After the departure of the German scientists, the Soviet military remained at the Shikhany-2 site, and the proving grounds and other facilities were now officially designated as the Central Army Chemical Proving Ground (TsVKhP). The area of the site increased from its original 100 square kilometres to 600 square kilometres by 1938. A further expansion in size took place in 1941–1942, by which time the site occupied 1,000 square kilometres. By 1940, Shikhany incorporated large laboratories occupying nine to ten buildings, workshops, garages, stalls for animals, barracks, a building for the commander and his subordinates, an airfield with hangars, a gas school with spacious instruction halls, a military hospital and buildings for the production of chemical warfare agents. The staff at this time comprised a Major General, 100 other officers, 850 non-commissioned officers and 250 scientists and related personnel. During the Second World War, Soviet POWs who had been employed at Shikhany revealed to German intelligence that trials had been undertaken during the period 1939–1943 to test the dispersion of various chemical warfare agents in aerial bombs and aircraft sprayers. Beginning in 1934, trials were also conducted in great secrecy of simulants of biological weapons at Shikhany. Soviet POWs revealed to their German captors that these BW trials continued through to at least December 1940.

On 6 August 1987, chemical weapons negotiators at the Conference on Disarmament in Geneva were invited to visit the Soviet military chemical establishment at Shikhany. During the period 3–4 October 1987, Colonel General Vladimir Karpovich Pikalov hosted foreign disarmament negotiators at the proving ground. The guests are reported to have been shown a range of chemical munitions and during their visit a rabbit was injected with sarin extracted from a bomb to demonstrate that it was real. The rabbit is reported to have died instantly and then the weapon was destroyed.

The following institutions and military units are currently reported to be located within Shikhany-2: the USSR Ministry of Defence's Order of the Red Banner of Labour 33rd Central Scientific-Research Experimental Institute (33rd TsNII); the proving ground of the 33rd TsNII; the 16th Central Military Clinical Hospital; Secondary School No. 44 of the Russian Ministry of Defence; School of Music; 2 kindergartens; 2 hotels; and officers quarters including a cinema. In 2004 a branch was opened in Shikhany-2 of Moscow's Contemporary Humanitarian Academy. The 1st Mobile Brigade (:ru:1-я мобильная бригада РХБ защиты) of the Russian NBC Protection Troops is based at the site.
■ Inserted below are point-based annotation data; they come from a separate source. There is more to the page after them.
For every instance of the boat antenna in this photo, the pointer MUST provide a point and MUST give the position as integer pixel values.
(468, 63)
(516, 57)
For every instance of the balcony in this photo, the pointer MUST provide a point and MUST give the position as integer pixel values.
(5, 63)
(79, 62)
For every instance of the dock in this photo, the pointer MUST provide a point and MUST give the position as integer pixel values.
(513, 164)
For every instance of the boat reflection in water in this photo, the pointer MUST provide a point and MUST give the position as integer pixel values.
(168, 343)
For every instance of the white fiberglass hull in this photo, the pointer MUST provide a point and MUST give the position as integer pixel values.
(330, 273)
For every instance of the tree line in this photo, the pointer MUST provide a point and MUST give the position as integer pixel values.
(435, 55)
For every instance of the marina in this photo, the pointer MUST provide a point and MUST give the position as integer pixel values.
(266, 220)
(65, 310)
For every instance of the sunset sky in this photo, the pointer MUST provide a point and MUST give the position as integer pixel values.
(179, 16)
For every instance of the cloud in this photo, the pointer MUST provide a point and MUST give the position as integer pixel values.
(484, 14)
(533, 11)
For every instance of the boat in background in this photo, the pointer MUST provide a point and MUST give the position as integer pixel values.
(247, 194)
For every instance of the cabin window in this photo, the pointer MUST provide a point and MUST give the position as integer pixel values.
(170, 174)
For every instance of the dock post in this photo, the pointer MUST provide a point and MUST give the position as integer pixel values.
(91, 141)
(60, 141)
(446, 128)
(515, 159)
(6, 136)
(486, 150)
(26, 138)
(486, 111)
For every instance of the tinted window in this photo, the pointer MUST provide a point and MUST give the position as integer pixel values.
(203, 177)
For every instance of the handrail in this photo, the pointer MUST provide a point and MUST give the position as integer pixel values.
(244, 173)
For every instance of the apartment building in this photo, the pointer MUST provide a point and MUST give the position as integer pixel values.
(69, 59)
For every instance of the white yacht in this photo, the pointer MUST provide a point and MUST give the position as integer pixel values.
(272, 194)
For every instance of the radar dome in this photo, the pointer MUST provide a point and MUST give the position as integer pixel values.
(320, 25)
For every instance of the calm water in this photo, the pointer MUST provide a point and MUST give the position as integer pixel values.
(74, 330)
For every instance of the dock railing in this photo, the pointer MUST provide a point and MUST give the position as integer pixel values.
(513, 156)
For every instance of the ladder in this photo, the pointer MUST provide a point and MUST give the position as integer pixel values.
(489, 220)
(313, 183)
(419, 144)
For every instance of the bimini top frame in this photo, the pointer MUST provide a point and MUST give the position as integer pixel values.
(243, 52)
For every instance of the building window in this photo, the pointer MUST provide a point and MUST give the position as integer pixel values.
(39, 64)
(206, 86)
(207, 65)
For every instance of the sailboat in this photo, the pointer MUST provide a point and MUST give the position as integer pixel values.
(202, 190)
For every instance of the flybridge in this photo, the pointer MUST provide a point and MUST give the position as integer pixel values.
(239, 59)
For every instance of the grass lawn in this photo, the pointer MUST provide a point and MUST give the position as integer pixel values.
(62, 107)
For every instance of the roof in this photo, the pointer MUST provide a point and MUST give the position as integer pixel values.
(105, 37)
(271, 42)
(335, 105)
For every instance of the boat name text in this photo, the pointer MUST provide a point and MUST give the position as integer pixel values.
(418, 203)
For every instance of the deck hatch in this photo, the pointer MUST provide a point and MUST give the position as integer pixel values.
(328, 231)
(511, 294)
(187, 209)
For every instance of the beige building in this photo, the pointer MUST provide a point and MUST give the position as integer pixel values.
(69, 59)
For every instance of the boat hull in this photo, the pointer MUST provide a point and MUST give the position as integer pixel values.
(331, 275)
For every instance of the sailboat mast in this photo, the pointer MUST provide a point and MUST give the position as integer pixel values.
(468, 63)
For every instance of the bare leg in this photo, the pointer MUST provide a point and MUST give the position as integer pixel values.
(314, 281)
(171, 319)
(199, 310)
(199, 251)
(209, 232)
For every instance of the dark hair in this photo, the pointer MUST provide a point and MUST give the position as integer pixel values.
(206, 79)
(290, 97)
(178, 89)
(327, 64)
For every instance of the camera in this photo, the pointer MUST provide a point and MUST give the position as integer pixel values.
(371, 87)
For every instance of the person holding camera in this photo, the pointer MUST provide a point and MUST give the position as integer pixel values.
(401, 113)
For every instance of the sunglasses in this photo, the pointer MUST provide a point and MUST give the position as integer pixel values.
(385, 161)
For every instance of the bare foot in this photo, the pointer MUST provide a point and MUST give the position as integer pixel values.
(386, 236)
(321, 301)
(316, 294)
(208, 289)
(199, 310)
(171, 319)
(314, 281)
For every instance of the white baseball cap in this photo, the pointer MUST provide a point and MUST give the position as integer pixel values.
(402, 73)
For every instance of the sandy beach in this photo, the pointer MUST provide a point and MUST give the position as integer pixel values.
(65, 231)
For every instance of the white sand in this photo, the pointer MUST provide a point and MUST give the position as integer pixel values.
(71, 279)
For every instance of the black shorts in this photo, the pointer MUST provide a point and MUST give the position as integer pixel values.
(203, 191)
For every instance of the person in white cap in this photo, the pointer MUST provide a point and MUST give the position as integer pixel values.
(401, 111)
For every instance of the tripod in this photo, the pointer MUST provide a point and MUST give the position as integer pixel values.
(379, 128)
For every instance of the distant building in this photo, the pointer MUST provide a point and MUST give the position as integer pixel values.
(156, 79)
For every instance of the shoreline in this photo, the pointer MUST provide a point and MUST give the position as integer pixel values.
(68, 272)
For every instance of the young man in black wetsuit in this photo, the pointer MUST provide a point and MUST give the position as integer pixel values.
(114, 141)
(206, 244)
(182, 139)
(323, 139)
There is a well-developed infrastructure at the base including access to a cable TV network and the internet, a café, nine grocery stores, three department stores, a post office and a branch of Russia's Sberbank, a sports centre incorporating a gym and swimming pool, a football pitch and ice hockey rink.

==Administrative and municipal status==
Within the framework of administrative divisions, it is incorporated as the closed administrative-territorial formation of Shikhany—an administrative unit with the status equal to that of the districts. As a municipal division, the closed administrative-territorial formation of Shikhany is incorporated as Shikhany Urban Okrug.

==Allegations concerning Shikhany-2 as source of novichok agent ==
Based upon a report submitted by Russia to the Organisation for the Prohibition of Chemical Weapons (OPCW), a British chemical weapons expert indicated that Shikhany was the source of the novichok agent used in the 2018 poisoning of Sergei Skripal and his daughter. However, a chemical weapons site in Uzbekistan that was dismantled and decontaminated in 1999 may have been used to originally produce and test the agent.